Here’s a few graphs that look at stations in “High Cold Places” both in the GISS baseline and in the last year of data in GHCN v3.3 for whatever it means.
First the GISS baseline of 1950-1980:
Then the final year of data in GHCN v3.3:
Then comparing the two:
It looks like South America moved more south in the Andes, and near China moved more north.
They essentially lost New Zealand and a large chunk of Africa. Then overall just reduced the number of stations in “High Cold Places” with higher volatility (greater range of temperatures) than low places near the beach…

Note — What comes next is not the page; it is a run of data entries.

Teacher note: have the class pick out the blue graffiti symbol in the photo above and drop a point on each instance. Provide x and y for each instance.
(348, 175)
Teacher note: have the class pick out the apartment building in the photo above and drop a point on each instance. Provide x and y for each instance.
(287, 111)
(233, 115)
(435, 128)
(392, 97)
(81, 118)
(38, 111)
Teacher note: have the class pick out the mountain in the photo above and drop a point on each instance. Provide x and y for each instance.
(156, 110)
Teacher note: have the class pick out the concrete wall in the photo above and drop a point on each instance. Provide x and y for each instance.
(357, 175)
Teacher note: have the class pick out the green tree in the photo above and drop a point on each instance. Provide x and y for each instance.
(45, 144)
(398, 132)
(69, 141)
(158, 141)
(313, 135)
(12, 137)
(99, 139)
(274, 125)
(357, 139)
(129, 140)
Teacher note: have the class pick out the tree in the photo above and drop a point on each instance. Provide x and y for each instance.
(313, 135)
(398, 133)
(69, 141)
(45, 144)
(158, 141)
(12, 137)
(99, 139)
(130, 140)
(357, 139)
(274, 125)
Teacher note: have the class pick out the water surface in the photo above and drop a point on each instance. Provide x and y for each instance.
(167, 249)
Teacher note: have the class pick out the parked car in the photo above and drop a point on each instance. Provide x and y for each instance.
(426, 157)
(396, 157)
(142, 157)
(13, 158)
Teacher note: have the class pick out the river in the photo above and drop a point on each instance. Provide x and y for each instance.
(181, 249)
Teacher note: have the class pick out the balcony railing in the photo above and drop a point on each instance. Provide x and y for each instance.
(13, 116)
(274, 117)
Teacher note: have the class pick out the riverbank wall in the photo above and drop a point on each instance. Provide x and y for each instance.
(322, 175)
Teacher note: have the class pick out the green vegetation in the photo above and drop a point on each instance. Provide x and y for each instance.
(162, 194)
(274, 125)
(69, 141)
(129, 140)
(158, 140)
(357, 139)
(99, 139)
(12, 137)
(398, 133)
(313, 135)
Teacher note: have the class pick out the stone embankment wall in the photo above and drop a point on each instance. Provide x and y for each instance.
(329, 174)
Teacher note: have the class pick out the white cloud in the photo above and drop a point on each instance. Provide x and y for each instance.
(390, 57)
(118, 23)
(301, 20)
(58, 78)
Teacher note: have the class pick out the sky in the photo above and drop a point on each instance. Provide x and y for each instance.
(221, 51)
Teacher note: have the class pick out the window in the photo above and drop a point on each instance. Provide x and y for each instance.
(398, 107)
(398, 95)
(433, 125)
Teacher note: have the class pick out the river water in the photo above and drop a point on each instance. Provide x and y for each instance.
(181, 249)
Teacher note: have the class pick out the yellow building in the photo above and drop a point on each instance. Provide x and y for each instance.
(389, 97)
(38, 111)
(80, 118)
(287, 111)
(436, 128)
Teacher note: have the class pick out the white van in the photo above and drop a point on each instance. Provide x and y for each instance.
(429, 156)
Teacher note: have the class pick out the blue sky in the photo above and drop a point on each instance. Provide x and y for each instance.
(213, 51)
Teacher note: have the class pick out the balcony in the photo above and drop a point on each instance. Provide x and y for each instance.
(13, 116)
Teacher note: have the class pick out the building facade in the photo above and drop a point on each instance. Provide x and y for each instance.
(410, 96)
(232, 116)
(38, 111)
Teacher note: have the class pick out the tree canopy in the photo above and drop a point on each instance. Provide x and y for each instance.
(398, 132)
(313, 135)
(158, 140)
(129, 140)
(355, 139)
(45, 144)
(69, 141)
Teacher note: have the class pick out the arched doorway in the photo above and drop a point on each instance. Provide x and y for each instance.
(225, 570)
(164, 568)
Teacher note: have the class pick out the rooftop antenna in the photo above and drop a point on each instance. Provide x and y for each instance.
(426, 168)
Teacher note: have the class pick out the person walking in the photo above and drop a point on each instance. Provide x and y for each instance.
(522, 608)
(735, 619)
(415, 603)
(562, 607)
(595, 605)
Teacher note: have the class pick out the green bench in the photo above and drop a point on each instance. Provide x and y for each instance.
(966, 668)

Just for grins, I’m adding a graph of the changes in the Midrange altitudes. Over 100 meters and under 1000 meters. That’s below most high cold places (under 3000 feet) and above the warm coastal areas where most people live.
It does look to me like there’s a general move inland and toward drier areas. South America looks like it is moving downslope of the Andes into the rain forest, while Africa snuggles up closer to the South Sahara. North America is a bit too dense to see through all the blue baseline overlay, but it looks like a general move southward and into “flyover country” – the hotter drier places.
Then Europe picks up more Spain and a bit of what looks like Poland. Russia is a bit of a mess with things just moving around. India looks to be moving out of the cooler mountain slopes and toward the warmer south. Then there’s nearly nothing Out To Sea… Even New Zealand is gone.
Well, might as well toss in a “below 100 m” graph. That’s where most of the people live, most of the urbanization is happening, and most of the water moderated temperature swings happens. Just for comparison to the other graphs if nothing else.
We do get the islands and oceans back again. New Zealand shows up. There’s a lot of baseline blue stations along all the coasts. Then lots of change in the high northern hemisphere and low southern hemisphere.
I’m not sure exactly what all it means, but what is very clear is that there’s a whole lot of screwing around with the intruments going on.
It is my opinion that there is simply no way (anomalies or not) that you can do valid calorimetry with that much instrument change. They asserting it is accurate to the 1/10 C range when the measurements are in 1 whole degree is just daft. The error bars exceed the adjustments and the adjustments exceed the actual trend in the data.